Article/Mention

Daren Domina in Ignites: Morningstar to SEC: Make Brokers Disclose Rev-Share Details

November 20, 2019

Haynes and Boone, LLP Partner Daren Domina talked with Ignites about a recent Morningstar report regarding revenue-sharing agreements.

Here is an excerpt:

The move to clean shares has helped alleviate one source of conflicted investment advice, but clients continue to be harmed by incentives embedded in revenue-sharing agreements that are often not clearly conveyed, says a recent paper from Morningstar.

And the Securities and Exchange Commission’s [SEC’s] forthcoming Regulation Best Interest should push brokerages to reexamine those payment structures, the researchers say.

In fact, revenue-sharing agreements create conflicts that are “often opaque and harder to evaluate” than most other sources of tainted product recommendations, the three Morningstar policy analysts wrote.

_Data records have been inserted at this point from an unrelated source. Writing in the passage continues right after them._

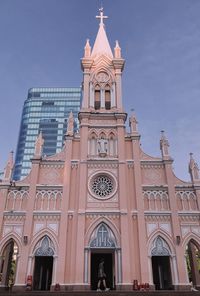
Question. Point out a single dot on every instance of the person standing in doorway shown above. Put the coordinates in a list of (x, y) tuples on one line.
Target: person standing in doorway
[(101, 276)]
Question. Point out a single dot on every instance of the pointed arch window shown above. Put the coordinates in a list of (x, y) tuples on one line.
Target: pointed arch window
[(97, 97), (107, 97)]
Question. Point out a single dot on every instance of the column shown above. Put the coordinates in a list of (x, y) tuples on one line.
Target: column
[(91, 95), (54, 279), (193, 264), (113, 94), (119, 267), (175, 272), (86, 266)]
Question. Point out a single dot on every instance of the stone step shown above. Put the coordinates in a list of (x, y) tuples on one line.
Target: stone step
[(95, 293)]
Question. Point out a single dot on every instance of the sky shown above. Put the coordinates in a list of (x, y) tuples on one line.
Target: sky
[(42, 42)]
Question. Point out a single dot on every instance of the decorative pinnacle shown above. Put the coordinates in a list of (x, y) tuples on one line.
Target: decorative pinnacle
[(101, 16)]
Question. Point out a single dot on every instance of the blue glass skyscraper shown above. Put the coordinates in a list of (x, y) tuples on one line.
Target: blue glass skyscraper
[(45, 110)]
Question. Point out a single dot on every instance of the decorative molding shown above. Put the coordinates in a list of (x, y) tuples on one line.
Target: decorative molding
[(160, 248), (157, 217), (46, 216), (74, 164), (103, 165), (45, 247), (189, 217), (54, 165)]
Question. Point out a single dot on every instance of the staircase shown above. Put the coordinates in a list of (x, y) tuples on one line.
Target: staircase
[(94, 293)]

Beginning next June, the enforcement of Reg BI could dramatically alter revenue-sharing practices, Morningstar says. For one, sales contests and quotas will be explicitly banned, so incentives provided to individual staffers may be considered a “similar explicit conflict” that needs to be eliminated, or disclosed and mitigated.

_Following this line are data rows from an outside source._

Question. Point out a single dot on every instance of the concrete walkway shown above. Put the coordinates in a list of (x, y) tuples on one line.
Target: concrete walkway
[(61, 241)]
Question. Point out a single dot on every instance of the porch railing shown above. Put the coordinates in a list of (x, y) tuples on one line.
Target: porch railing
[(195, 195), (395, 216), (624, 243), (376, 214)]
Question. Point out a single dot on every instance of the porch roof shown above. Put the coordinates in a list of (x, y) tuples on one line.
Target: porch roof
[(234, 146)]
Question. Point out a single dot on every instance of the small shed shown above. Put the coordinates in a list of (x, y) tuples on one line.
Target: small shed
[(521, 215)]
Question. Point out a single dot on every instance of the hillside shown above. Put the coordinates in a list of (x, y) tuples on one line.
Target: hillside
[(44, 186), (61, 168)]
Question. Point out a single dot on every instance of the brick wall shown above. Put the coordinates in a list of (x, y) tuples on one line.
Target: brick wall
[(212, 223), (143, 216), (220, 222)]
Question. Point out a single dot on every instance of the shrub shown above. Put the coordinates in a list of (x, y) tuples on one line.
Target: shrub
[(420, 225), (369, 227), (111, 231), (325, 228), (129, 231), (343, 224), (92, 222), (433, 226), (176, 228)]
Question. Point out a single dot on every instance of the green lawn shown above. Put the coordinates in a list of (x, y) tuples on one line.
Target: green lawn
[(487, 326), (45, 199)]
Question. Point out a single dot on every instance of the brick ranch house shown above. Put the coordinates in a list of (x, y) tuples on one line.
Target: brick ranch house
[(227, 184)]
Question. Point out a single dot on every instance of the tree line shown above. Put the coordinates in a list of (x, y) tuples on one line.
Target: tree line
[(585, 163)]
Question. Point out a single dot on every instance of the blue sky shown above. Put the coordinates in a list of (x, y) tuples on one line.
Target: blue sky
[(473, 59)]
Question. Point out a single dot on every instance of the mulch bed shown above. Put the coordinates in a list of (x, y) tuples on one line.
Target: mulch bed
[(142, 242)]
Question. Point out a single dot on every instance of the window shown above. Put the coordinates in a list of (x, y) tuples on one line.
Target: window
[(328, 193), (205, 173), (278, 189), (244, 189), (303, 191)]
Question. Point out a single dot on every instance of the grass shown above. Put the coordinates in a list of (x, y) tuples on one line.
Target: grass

In addition, firms may need to more fully describe whether education and training are tied to sales targets, or dependent on them. If distributors want to treat education as a “perk,” they may be able to mitigate the conflict by accepting training from multiple fund complexes, who end up in a “race to the top in providing these services as perks to win the favor of brokers,” according to Morningstar.

One other question that remains is how examiners will handle recommended lists. Brokers may need to disclose how funds on such lists are in their clients’ best interests and are not just being pushed because the broker earns more fees or commissions. It’s also unclear if the SEC will enforce instances in which a broker sells a “recommended fund,” when an equally viable and cheaper off-list option was available.

The new rule will likely impact how firms inform clients of revenue-sharing agreements, including the ways in which they use preferred or select fund lists, says Daren Domina, partner at Haynes and Boone.

“Unless it eliminates such practices, the broker-dealer would be required under Reg BI to disclose the material facts about its recommendations, including its fees and related conflicts,” he says.